We stand on the shoulders of giants, and also normal sized people.
2 weeks of R&D done, and I'm looking back at footage of us learning new skills from invited artists, mentors, and each other. We spent time with Charlie Wheeller and Beren D'Amico from Barely Methodical Troupe and Kaveh Rahnama from Nearly There Yet, and we've stood on them all.
Standing on them is remembering what it feels like to be thrown in at the deep end. It's been well over 2 decades since I was taught how to swim like that, and learning new things, it appears, involves just as much quiet whimpering and open begging... thankfully we live in a time when notions of 'manhood' are being deconstructed, and here at Wayward Thread, we pride ourselves at demonstrating diverse complex reactions to stressful situations...

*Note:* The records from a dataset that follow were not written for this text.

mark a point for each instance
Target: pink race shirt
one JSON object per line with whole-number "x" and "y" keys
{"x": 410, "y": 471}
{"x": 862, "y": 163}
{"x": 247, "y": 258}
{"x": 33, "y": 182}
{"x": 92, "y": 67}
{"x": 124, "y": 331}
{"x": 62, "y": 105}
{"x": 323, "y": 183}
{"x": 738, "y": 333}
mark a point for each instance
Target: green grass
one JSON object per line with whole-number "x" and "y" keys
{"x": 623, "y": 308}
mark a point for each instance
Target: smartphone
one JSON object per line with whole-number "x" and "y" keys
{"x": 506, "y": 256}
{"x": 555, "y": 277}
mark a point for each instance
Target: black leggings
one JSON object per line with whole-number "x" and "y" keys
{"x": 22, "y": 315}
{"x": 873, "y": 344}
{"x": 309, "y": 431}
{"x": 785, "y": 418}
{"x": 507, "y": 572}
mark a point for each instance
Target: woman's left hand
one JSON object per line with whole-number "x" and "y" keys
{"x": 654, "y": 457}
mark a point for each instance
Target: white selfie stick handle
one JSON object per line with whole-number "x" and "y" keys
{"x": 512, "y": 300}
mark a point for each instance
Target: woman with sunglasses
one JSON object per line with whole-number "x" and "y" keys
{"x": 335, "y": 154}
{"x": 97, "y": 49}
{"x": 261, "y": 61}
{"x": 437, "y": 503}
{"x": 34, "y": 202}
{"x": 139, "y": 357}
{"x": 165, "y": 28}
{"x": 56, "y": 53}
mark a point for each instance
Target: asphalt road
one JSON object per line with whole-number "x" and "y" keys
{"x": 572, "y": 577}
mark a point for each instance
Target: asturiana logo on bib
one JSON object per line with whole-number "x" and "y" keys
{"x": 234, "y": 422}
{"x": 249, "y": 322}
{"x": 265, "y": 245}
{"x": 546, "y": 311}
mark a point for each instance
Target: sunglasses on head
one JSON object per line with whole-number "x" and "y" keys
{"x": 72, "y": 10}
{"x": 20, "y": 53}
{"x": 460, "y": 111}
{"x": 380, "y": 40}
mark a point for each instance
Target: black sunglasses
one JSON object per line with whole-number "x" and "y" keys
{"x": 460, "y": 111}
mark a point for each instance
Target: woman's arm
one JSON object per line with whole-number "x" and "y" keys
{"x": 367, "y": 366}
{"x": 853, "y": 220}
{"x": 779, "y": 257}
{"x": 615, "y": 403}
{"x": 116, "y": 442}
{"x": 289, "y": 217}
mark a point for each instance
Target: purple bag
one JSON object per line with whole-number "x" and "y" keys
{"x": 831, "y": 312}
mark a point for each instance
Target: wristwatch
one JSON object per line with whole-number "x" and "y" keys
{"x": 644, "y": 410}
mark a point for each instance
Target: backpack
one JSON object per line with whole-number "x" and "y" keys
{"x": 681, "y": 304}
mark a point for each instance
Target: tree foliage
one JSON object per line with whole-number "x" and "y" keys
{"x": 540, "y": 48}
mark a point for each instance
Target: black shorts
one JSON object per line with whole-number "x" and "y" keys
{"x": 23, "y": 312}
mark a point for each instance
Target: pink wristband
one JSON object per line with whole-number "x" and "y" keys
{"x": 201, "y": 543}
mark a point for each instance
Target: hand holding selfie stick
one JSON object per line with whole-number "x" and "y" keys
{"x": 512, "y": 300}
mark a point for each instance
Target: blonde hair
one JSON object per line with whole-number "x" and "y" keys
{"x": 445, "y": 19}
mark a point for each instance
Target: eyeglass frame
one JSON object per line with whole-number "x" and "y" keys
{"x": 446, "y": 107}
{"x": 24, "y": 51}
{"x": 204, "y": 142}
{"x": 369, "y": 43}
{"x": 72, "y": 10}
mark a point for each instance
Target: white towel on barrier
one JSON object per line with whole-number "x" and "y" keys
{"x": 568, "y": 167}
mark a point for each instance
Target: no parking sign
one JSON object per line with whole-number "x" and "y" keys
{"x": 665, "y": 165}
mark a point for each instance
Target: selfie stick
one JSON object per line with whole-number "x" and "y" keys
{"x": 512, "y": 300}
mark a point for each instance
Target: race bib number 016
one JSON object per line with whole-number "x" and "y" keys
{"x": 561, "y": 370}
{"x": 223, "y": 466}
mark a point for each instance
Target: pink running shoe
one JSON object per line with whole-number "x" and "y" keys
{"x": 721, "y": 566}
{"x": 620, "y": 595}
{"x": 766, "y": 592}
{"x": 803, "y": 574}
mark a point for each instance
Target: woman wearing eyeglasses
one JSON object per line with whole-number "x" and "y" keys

Another ordinary-sized person who we have stood on is John Berkavitch, whose mentoring has brought so much depth out of our characters and story-telling. I stood all over him.

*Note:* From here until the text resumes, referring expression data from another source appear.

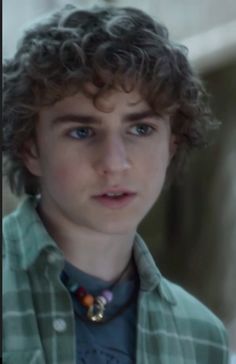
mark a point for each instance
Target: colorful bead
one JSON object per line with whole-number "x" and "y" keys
{"x": 73, "y": 287}
{"x": 87, "y": 300}
{"x": 108, "y": 295}
{"x": 81, "y": 292}
{"x": 101, "y": 300}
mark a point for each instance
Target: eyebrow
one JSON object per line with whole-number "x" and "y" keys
{"x": 89, "y": 119}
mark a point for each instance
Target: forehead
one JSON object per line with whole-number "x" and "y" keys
{"x": 90, "y": 100}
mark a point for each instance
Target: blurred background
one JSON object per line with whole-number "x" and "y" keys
{"x": 191, "y": 231}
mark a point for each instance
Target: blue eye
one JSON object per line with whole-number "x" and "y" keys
{"x": 81, "y": 133}
{"x": 142, "y": 130}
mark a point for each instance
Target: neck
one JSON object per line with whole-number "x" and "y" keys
{"x": 102, "y": 255}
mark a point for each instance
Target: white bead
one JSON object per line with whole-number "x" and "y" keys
{"x": 59, "y": 325}
{"x": 52, "y": 257}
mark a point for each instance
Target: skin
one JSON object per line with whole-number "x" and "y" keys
{"x": 77, "y": 159}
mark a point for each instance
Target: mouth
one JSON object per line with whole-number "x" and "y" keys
{"x": 115, "y": 199}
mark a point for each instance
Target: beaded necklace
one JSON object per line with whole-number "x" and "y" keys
{"x": 96, "y": 305}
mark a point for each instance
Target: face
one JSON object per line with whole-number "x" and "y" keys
{"x": 102, "y": 168}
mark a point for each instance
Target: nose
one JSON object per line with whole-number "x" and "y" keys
{"x": 112, "y": 158}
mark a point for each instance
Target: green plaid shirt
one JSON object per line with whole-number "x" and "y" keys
{"x": 39, "y": 327}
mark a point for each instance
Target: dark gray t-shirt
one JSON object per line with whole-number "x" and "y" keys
{"x": 115, "y": 341}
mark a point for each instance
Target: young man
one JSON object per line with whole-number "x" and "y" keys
{"x": 99, "y": 107}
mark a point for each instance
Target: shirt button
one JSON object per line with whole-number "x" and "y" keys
{"x": 52, "y": 257}
{"x": 59, "y": 325}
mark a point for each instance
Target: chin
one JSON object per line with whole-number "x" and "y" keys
{"x": 117, "y": 229}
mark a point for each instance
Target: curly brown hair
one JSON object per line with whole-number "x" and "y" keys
{"x": 107, "y": 46}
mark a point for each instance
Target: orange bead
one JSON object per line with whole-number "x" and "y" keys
{"x": 87, "y": 300}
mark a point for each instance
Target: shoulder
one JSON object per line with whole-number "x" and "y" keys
{"x": 193, "y": 318}
{"x": 186, "y": 305}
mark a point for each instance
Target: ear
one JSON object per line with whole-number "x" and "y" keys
{"x": 31, "y": 158}
{"x": 173, "y": 145}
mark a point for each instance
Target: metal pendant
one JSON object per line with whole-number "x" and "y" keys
{"x": 96, "y": 311}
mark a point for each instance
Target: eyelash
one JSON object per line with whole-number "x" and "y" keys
{"x": 147, "y": 128}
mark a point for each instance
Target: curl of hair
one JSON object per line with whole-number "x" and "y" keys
{"x": 108, "y": 47}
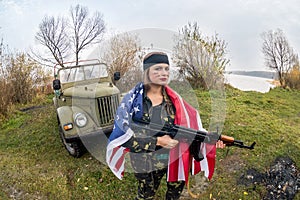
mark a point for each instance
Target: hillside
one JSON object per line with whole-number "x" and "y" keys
{"x": 35, "y": 165}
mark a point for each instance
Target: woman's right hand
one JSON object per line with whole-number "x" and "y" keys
{"x": 166, "y": 142}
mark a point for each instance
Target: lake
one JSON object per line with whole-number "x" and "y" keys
{"x": 249, "y": 83}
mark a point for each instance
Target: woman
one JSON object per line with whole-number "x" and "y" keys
{"x": 156, "y": 105}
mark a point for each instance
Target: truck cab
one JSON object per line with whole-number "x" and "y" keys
{"x": 85, "y": 102}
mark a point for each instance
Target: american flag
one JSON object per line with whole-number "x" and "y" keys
{"x": 180, "y": 160}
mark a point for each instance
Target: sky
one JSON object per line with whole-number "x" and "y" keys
{"x": 239, "y": 22}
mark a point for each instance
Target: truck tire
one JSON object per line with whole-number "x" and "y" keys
{"x": 74, "y": 148}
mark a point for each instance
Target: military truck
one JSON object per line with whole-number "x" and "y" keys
{"x": 85, "y": 102}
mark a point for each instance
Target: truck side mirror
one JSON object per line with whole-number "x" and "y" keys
{"x": 56, "y": 84}
{"x": 117, "y": 76}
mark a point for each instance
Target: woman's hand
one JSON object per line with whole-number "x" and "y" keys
{"x": 220, "y": 144}
{"x": 166, "y": 142}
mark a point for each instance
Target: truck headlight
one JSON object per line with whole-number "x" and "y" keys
{"x": 80, "y": 120}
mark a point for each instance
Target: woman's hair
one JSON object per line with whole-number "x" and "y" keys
{"x": 146, "y": 78}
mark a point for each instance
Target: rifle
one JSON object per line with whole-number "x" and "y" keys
{"x": 195, "y": 137}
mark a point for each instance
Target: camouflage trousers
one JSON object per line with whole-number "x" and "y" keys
{"x": 148, "y": 184}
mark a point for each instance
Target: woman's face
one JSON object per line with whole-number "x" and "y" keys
{"x": 159, "y": 74}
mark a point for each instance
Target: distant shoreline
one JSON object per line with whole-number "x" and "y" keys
{"x": 250, "y": 83}
{"x": 261, "y": 74}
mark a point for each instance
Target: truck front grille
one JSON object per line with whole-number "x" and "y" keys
{"x": 107, "y": 108}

So much to do for the show, and more intensely than ever, I am caught between the need to eat (which my immune system treats as an act of war), insomnia (which is the cost of eating), a bleeding eye (from the side-effects of auto-immune meds), and the endless marathon of admin and choreography. Except there is more chaffing. Internal nipple chaffing... of the mind...

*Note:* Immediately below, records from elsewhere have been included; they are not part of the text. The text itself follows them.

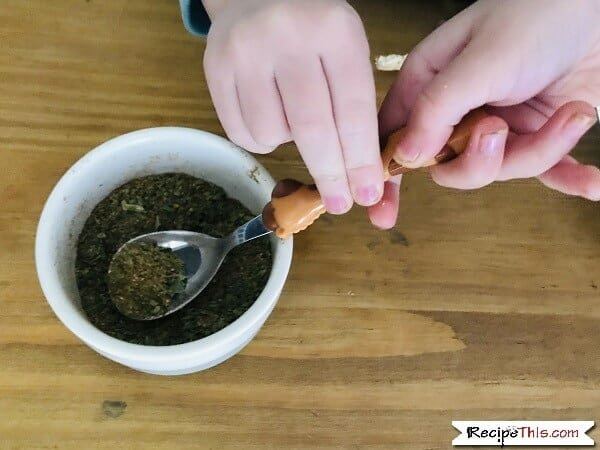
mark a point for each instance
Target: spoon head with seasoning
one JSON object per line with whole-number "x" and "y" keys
{"x": 156, "y": 274}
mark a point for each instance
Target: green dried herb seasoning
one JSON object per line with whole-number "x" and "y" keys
{"x": 143, "y": 278}
{"x": 160, "y": 203}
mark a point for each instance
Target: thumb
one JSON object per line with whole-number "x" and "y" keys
{"x": 476, "y": 76}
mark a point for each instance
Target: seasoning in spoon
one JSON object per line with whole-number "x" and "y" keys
{"x": 143, "y": 278}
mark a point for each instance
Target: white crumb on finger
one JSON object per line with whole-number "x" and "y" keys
{"x": 389, "y": 63}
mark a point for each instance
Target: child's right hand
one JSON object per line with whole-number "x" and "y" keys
{"x": 534, "y": 63}
{"x": 281, "y": 70}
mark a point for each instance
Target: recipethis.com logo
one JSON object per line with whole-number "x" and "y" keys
{"x": 500, "y": 433}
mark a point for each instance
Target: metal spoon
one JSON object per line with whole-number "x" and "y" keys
{"x": 202, "y": 255}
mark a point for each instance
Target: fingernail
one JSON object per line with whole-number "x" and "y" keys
{"x": 491, "y": 144}
{"x": 579, "y": 123}
{"x": 406, "y": 154}
{"x": 367, "y": 195}
{"x": 335, "y": 204}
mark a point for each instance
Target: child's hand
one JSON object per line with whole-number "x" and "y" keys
{"x": 281, "y": 70}
{"x": 524, "y": 58}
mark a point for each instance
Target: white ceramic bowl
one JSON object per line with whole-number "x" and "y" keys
{"x": 152, "y": 151}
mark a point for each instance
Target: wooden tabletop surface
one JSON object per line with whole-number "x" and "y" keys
{"x": 479, "y": 305}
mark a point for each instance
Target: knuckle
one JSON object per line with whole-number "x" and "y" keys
{"x": 309, "y": 128}
{"x": 267, "y": 136}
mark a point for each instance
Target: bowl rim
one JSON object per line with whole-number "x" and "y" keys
{"x": 70, "y": 315}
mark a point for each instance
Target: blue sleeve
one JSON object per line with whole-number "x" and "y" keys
{"x": 194, "y": 16}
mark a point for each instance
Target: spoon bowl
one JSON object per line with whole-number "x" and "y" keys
{"x": 202, "y": 256}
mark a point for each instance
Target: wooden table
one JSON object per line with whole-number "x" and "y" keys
{"x": 479, "y": 305}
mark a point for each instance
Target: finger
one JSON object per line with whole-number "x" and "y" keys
{"x": 427, "y": 59}
{"x": 385, "y": 213}
{"x": 480, "y": 163}
{"x": 447, "y": 99}
{"x": 572, "y": 178}
{"x": 308, "y": 108}
{"x": 223, "y": 91}
{"x": 532, "y": 154}
{"x": 261, "y": 106}
{"x": 352, "y": 87}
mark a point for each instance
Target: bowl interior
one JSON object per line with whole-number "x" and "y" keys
{"x": 145, "y": 152}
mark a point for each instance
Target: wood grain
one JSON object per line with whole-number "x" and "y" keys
{"x": 379, "y": 340}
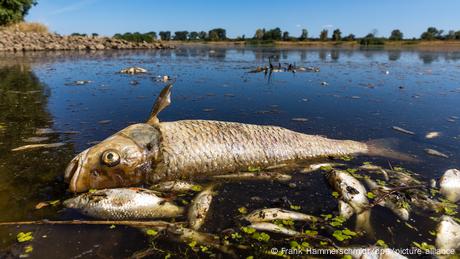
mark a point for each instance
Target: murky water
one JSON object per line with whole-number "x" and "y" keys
{"x": 367, "y": 92}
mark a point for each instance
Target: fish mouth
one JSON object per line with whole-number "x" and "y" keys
{"x": 75, "y": 175}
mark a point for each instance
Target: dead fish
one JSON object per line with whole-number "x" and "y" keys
{"x": 270, "y": 227}
{"x": 124, "y": 204}
{"x": 255, "y": 176}
{"x": 37, "y": 146}
{"x": 448, "y": 234}
{"x": 450, "y": 185}
{"x": 300, "y": 119}
{"x": 199, "y": 208}
{"x": 155, "y": 151}
{"x": 433, "y": 134}
{"x": 352, "y": 198}
{"x": 403, "y": 130}
{"x": 374, "y": 252}
{"x": 315, "y": 167}
{"x": 44, "y": 131}
{"x": 175, "y": 186}
{"x": 433, "y": 152}
{"x": 35, "y": 139}
{"x": 392, "y": 202}
{"x": 133, "y": 70}
{"x": 271, "y": 214}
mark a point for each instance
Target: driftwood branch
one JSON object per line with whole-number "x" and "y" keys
{"x": 90, "y": 222}
{"x": 392, "y": 191}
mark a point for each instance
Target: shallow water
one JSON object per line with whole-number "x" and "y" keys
{"x": 367, "y": 92}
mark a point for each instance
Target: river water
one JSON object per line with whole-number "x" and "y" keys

Having said that, frustrated and grateful can be a kind of zen, and seeing the world through one good eye reminds me that perspective is everything.
Luckily, as much as I have been standing on the shoulders of others, my dancers also stand on me, so I don't have time for indulgent wordy metaphor-driven self-reflection. Time to get back to the studio, and under some feet.
Shout out to my dancers Vladimir Gruev, Dan Phung, and Andrei Roman.